I usually try to bake one new kind of Christmas cookie every year, to keep things interesting. But I always have to make the classics. And I thought Molly and I had posted about our classics on this blog ages ago! But we seem to have just done a post for Peanut Blossoms. So I needed to make things right and post about Mexican Wedding Cakes this year. Peanut Blossoms and Mexican Wedding Cakes are the two cookies that my family simply cannot skip every year. The taste of either immediately sends me into Christmas mode.
This recipe is incredibly simple, to an extent that I did not realize when I was a kid. Butter, powdered sugar, flour, salt, vanilla extract. It could not be easier and quicker to come together. For a while now, we’ve been adding almond extract to them, which has definitely not garnered any complaints. And I think this is a cookie that actually should be made small. They’re little bite-sized melt-in-your-mouth morsels that don’t add too much of a commitment when you’re piling up a Christmas Cookie Plate.
While making these, I think I cracked the secret of why the Christmas Spirit feels more and more elusive every year. Perhaps the secret of why adulthood can be a drag.
I was able to whip up a batch of peanut blossoms and a batch of Mexican Wedding Cakes, bake them, and clean the kitchen in less than an hour. I timed the oven temperatures, used the same bowl for both doughs and cleaned it in between, opened only as many Hershey’s kisses as I needed, and saved most of the dough in the fridge to make throughout the month so that I can keep baking the cookies fresh. Sure, there was Christmas music playing as I did this, but come on. It was too efficient. It was a logistical consideration. I didn’t consume half the dough, or eat 14 Hershey kisses. It didn’t take up 7 hours and use up every clean utensil in the kitchen. Christmas Spirit shouldn’t have so many logistics interfering!! Where’s the Christmas Spirit in efficiency?? Where’s the Christmas Spirit in understanding added sugar?! Where’s the Christmas Spirit in cleaning up after yourself before you eat a salad for lunch?! Where are you Christmas???
Speaking of how making responsible decisions sucks sometimes – I usually purchase No Added Sugar Jif, because I like to avoid added sugar wherever possible. But because I only had crunchy peanut butter in the house, I needed regular peanut butter to make some peanut blossoms, so I got some regular peanut butter. And I had a a few licks of that regular ol’ added sugar Jif peanut butter while making the cookies, and wow. That stuff is good. Those 3g of added sugar really pay off!

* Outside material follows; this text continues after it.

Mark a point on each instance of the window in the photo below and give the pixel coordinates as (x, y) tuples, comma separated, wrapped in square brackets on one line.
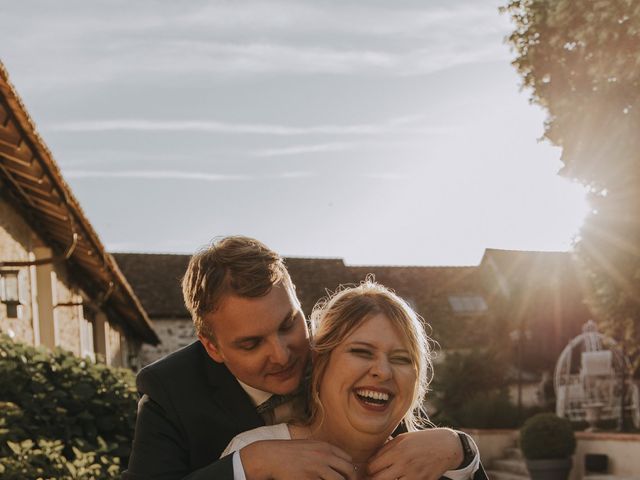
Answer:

Anyways, I guess the lesson is that despite Christmas feeling less and less Christmas-y as adulthood and logistics encroach, there are still ways to get a dose. Like with most things, you just have to book it into your schedule. Watch lots of Christmas movies, plan walks to see some Christmas lights, and listen to Christmas music when you drive to your sad and boring job. And I suppose some adults have to master the logistics of the season so that kids can enjoy it to the fullest and not worry about things like how many Hershey kisses they’re eating or where all the cookies are going to be stored.
PrintMexican Wedding Cakes
- Array: Array
- Total Time: 0 hours
Ingredients
- 1 cup (2 sticks) butter, softened
- 1/2 cup powdered sugar
- 2 cups flour
- 1/2 teaspoon salt
- 1 teaspoon vanilla extract
- 1/2 teaspoon almond extract, if desired
Instructions
- Preheat oven to 400 degrees Fahrenheit.
- Cream the butter, and then add the powdered sugar gradually.
- Blend in the salt, flour, vanilla, and almond extract (if using). Mix until it all comes together in a smooth dough.
- Scoop 1/2 tablespoons of dough, roll into balls, and place on a parchment lined baking sheet. They don’t expand too much, so you don’t need to space them out that far. Bake for 10-12 minutes.
- When they’re out of the oven and still hot, sift powdered sugar over them. Let them cool the rest of the way, and enjoy!